High-throughput screening for modulators of CFTR activity applying an organotypic functional assay based on genetically engineered Cystic Fibrosis disease-specific iPSCs

Organotypic culture systems from disease-specific induced pluripotent stem cells (iPSCs) exhibit obvious advantages compared to immortalized cell lines and primary cell cultures but implementation of iPSC-based high throughput (HT) assays is still technically challenging. Here we demonstrate the development and conduction of an organotypic HT Cl-/I- exchange assay using Cystic Fibrosis (CF) disease-specific iPSCs. The introduction of a halide sensitive YFP variant enabled automated quantitative measurement of Cystic Fibrosis Transmembrane Conductance Regulator (CFTR) function in iPSC-derived intestinal epithelia. CFTR function was partially rescued by treatment with VX-770 and VX-809, and seamless gene correction of the p.Phe508del mutation resulted in full restoration of CFTR function.

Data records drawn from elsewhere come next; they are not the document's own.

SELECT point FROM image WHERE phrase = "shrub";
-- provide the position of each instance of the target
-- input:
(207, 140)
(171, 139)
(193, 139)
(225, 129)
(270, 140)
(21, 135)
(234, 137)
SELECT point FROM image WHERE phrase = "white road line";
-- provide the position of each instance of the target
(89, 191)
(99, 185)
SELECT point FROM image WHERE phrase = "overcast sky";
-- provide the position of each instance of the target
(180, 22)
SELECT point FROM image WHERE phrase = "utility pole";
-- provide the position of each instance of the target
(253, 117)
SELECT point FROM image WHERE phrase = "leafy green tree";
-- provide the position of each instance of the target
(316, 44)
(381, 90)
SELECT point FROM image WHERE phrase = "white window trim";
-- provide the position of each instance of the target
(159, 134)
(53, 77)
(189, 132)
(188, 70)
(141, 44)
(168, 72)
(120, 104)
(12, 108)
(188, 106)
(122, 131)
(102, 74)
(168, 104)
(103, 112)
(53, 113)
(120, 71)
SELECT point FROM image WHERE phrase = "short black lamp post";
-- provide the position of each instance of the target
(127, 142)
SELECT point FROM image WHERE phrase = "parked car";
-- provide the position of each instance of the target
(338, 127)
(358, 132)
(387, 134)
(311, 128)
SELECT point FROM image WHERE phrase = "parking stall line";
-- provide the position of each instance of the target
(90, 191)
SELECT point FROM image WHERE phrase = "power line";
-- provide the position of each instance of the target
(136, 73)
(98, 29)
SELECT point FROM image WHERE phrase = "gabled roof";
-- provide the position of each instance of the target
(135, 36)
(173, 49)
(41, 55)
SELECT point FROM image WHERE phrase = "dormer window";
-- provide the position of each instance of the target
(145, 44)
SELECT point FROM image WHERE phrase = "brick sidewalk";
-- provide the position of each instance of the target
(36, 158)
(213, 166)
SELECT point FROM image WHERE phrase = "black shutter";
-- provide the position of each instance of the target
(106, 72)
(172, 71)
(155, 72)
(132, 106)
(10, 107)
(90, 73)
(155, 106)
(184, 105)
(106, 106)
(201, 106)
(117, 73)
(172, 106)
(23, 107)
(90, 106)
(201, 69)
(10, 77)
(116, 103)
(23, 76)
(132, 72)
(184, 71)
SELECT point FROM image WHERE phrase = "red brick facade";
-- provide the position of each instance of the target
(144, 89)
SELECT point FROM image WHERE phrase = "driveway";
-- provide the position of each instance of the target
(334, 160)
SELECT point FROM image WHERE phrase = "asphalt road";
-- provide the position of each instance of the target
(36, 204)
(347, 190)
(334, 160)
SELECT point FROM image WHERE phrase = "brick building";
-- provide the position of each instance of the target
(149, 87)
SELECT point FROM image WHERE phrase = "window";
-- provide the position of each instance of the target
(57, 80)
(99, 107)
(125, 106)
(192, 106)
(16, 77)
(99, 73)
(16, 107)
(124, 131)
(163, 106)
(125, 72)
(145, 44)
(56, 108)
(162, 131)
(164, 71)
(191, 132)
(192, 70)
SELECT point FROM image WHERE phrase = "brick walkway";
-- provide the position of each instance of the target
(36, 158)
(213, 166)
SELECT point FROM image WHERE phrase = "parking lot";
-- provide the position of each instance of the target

The identification of a series of validated primary hits that improve the function of p.Phe508del CFTR from a library of ~ 42.500 chemical compounds demonstrates that the advantages of complex iPSC-derived culture systems for disease modelling can also be utilized for drug screening at a true HT format. For detailed analysis of the differentiated hiPSC cell populations on day 15 of differentiation 32 samples in total were analyzed. Three independent donor lines were utilized (donor 1 and 6 CFTR WT, donor 2 (p.Phe508del)) and one isogenic gene corrected control line (donor 2 gene corrected-CFTR WT.) Samples from undifferentiated and differentiated cells represent biological replicates (n=3). As controls RNA from adult intestine, liver and colon was. Tissue samples are represented as technical replicates.